In a breeding experiment, scientists found that they could manipulate the sexes of the hatched lizards by changing only the temperature. At incubation temperatures just above 33 degrees Celsius (91.4 degrees Fahrenheit), the sex of the lizard becomes entirely temperature-dependent, producing only females—even if the genes are entirely male.
Like many animals, the sex of these lizards is determined by chromosomes inherited from their parents: ZZ for male, and ZW for female (similar to our XX chromosomes for female and XY for male). However, researchers found that some of the lizards incubated at higher temperatures with ZZ chromosomes (genetically male) had ovaries like females.
“The signal from the sex chromosomes to become male is reversed by incubation temperature so that the ZZ offspring become female,” Arthur Georges, an ecologist from the University of Canberra and co-author of the paper, told Quartz in an email.

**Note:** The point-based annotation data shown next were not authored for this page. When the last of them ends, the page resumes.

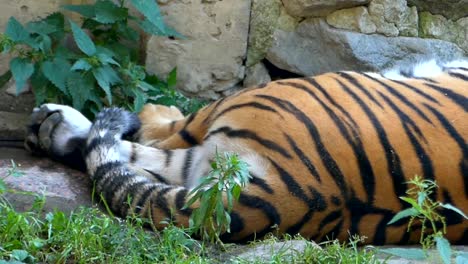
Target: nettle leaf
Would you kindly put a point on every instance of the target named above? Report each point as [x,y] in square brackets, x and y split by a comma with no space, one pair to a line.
[83,41]
[403,214]
[453,208]
[79,88]
[443,246]
[408,253]
[106,77]
[108,12]
[16,32]
[462,258]
[81,64]
[57,72]
[84,10]
[21,70]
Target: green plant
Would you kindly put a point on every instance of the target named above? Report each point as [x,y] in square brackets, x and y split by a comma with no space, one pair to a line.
[91,66]
[426,211]
[228,176]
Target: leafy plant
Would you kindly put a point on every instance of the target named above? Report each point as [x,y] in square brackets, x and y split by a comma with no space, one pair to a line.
[228,176]
[92,65]
[425,210]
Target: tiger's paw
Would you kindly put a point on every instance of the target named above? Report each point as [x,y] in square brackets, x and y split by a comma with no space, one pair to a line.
[159,114]
[58,131]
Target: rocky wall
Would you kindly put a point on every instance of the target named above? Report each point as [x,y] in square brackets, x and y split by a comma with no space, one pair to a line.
[230,44]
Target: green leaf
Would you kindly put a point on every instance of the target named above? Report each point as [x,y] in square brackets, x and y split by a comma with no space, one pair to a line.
[57,72]
[79,88]
[106,77]
[108,12]
[462,258]
[172,78]
[443,246]
[139,102]
[81,64]
[84,10]
[453,208]
[19,254]
[408,253]
[83,41]
[16,32]
[403,214]
[4,78]
[21,69]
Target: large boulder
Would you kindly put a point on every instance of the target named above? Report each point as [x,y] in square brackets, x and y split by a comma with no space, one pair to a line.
[318,8]
[210,58]
[315,47]
[452,9]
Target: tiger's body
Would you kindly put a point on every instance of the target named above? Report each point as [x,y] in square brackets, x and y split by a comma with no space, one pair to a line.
[329,155]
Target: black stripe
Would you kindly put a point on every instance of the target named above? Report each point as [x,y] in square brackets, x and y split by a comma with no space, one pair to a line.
[327,159]
[248,134]
[459,140]
[187,137]
[268,210]
[409,126]
[169,153]
[329,218]
[108,141]
[304,159]
[359,86]
[157,177]
[398,95]
[254,105]
[180,202]
[393,160]
[458,76]
[187,164]
[416,90]
[365,167]
[144,198]
[261,183]
[458,99]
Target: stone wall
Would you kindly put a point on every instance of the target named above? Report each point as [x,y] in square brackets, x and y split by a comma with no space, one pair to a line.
[230,44]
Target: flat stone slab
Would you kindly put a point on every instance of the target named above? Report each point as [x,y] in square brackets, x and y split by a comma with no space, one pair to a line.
[65,189]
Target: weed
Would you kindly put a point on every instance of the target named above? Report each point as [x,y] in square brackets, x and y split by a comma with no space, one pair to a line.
[425,210]
[228,176]
[98,66]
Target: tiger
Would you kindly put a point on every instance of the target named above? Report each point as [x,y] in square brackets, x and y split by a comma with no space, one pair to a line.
[329,156]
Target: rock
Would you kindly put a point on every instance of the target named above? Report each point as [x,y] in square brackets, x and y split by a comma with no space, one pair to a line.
[386,14]
[256,75]
[64,189]
[437,26]
[210,58]
[408,25]
[264,18]
[315,47]
[452,9]
[13,126]
[318,8]
[356,19]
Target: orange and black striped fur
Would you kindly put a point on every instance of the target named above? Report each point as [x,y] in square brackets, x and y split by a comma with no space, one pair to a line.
[329,155]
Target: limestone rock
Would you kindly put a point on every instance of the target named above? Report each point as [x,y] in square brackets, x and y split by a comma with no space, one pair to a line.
[263,21]
[256,74]
[210,58]
[315,47]
[437,26]
[64,189]
[316,8]
[452,9]
[356,19]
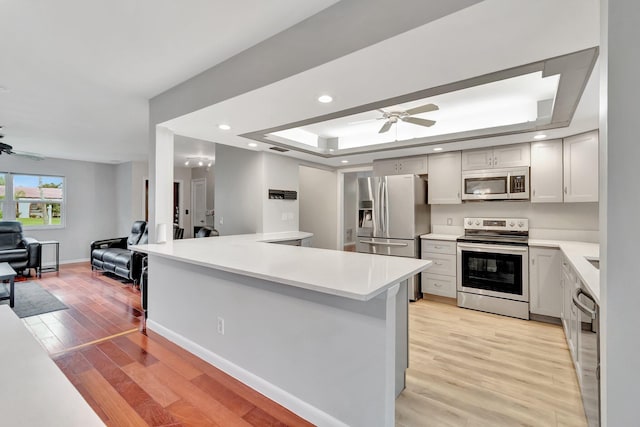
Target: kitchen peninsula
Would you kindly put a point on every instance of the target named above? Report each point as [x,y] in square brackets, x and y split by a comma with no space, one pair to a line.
[322,332]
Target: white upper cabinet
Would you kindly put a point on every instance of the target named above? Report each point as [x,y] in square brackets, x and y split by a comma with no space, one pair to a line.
[581,168]
[477,159]
[407,165]
[497,157]
[508,156]
[445,178]
[546,171]
[545,275]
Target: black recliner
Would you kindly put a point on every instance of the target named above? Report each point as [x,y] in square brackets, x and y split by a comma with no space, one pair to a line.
[113,255]
[22,253]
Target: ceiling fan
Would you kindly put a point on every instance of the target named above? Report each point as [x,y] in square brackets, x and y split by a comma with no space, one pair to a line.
[392,117]
[8,149]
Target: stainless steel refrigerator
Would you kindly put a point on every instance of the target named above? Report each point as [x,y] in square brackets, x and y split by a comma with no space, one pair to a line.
[392,214]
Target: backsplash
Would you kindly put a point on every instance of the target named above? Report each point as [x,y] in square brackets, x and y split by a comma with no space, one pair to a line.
[564,221]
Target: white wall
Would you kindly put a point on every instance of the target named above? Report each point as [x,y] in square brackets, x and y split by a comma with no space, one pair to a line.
[238,178]
[279,173]
[91,205]
[620,268]
[318,206]
[350,207]
[576,220]
[123,212]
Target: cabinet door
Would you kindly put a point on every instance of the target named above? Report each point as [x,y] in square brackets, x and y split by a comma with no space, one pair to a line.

Researchers found that these sex-reversed female lizards can reproduce just like genetically female lizards, and can even yield more offspring. They mated both ZW females and ZZ females with unchanged ZZ males. Not only did the ZZ moms produce viable offspring, but more of them: ZZ female lizards typically had an average of about 47 eggs per litter, whereas ZW females only had about 25 eggs per litter.
“In a way, one could actually argue that dad lizards make better mums,” Clare Holleley, an ecologist at the University of Canberra and co-author of the story, said in a press release.

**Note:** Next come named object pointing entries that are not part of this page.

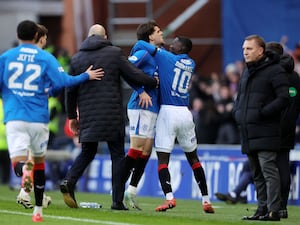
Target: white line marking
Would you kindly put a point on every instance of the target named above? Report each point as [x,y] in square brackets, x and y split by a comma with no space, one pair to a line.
[68,218]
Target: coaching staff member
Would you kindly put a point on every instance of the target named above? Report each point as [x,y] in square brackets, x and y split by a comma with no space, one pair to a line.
[100,107]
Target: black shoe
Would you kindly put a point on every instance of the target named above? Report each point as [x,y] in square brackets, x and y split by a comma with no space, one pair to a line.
[118,206]
[226,198]
[68,194]
[283,213]
[256,216]
[271,216]
[242,199]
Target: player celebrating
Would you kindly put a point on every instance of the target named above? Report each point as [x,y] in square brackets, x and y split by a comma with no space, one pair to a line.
[26,71]
[174,118]
[142,111]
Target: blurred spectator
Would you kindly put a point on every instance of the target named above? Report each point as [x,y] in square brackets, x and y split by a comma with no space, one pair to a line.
[283,41]
[55,109]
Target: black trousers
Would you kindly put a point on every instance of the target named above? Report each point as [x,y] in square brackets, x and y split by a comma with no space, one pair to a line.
[89,150]
[266,178]
[283,160]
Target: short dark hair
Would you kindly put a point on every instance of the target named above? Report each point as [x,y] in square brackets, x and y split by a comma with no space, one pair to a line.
[145,29]
[186,44]
[274,47]
[42,31]
[258,39]
[27,30]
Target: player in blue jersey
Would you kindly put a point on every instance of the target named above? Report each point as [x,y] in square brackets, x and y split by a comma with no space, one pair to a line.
[26,73]
[23,197]
[174,119]
[142,110]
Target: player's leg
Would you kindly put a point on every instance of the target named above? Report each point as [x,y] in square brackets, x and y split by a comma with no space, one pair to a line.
[143,140]
[187,140]
[18,142]
[39,139]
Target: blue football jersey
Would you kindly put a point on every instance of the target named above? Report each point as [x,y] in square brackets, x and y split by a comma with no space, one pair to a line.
[26,72]
[144,61]
[175,73]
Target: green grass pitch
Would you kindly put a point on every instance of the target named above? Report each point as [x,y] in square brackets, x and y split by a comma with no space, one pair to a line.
[187,212]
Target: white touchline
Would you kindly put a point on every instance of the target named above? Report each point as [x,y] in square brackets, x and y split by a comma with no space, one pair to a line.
[69,218]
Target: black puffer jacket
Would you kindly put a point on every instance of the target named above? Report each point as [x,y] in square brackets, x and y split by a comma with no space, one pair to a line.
[100,103]
[262,95]
[290,114]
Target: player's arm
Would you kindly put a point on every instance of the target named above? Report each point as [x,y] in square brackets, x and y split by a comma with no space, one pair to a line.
[157,53]
[59,79]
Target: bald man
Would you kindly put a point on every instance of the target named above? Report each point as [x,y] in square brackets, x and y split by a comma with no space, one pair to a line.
[97,29]
[101,111]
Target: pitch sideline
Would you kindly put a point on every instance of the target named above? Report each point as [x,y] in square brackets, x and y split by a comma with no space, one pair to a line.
[68,218]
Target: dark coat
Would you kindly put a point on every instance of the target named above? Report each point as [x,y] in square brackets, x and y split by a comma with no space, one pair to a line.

The fact that the researchers were already able to find some of these sex-reversed females in the wild means that these changes are already happening. Georges says that as climate change continues and local temperatures in Australia rise even further, the sex of these lizards could be entirely determined by temperature, instead of genetically.
“We believe that the genotypic sex determining mechanisms (gene regulation) is chaperoned at low and intermediate temperatures so that the signal ‘be male, be male, be male’ is consistently delivered despite daily, seasonal and locational variation in ambient temperatures while the eggs are incubating,” Georges told Quartz in an email. “When you push temperatures up, this chaperoning mechanism breaks down, and the ability of the system to produce males collapses.”
In the long term, the lizards’ population could be end up skewing female.